Околдованные, не могли оторваться от «Спящей Венеры» – пластично изогнувшись, совершенное, чуть наклонное тело воспаряло над нижним обрезом горизонтального полотна, над смятым ложем, за обнажённой богиней – размывались светом и сумраком чуть оплывшие серо-коричневые строения, холмы, деревья. Навряд ли Соснин сразу мог оценить дивную уравновешенность композиции, тёплый колорит, виртуозность, с какой художник резко выписал на переднем плане бельевые складки, их контрастный матовой мягкой фактуре полотна блеск.

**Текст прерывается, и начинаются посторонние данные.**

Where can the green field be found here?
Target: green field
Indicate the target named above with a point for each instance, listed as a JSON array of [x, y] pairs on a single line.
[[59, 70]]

Нет, сетчатка лишь впитывала золотистый свет – свет излучало и тело Венеры, и сумеречное, в рваных облаках небо, и набухающая томительной темнотой земная твердь; Соснин предположил, что кисть Джорджоне живописала вовсе не фон, на котором спала Венера, а то, что ей снилось… а… а вся картина, вся – сон самого Джорджоне? «Спящая Венера» смахивала на сон художника!
Ни с чем не сравнимые приключения поджидали в путешествиях по фантастическим картинам-мирам, но вперемешку с альбомами попадались ещё и книги на английском, французском, занозою засел заголовок, переведённый Валеркой: «По ту сторону живописи». Что могло находиться по ту сторону живописи? Художник утаивал что-то сверх изображения, заключённого в картинную раму? Или там, по ту сторону, находилось что-то, без чего художник не мог писать? Но если что-то загадочное действительно пряталось за живописью, то каково оно, заслонённое холстом «что-то»?
Какая-никакая, а мысль.
Мысль, однако, юркнула вбок, споткнулась – «что-то» пряталось, «что-то», покрытое мраком, любопытно. Однако куда любопытнее – где пряталось? «По ту сторону» – дразнящая недомолвка, каково то условное, не оприходованное взглядом пространство? Заколдованное, таинственно-непроницаемое… недостижимое, как пространство по ту сторону чудо-арки, сквозь которую не удалось проплыть.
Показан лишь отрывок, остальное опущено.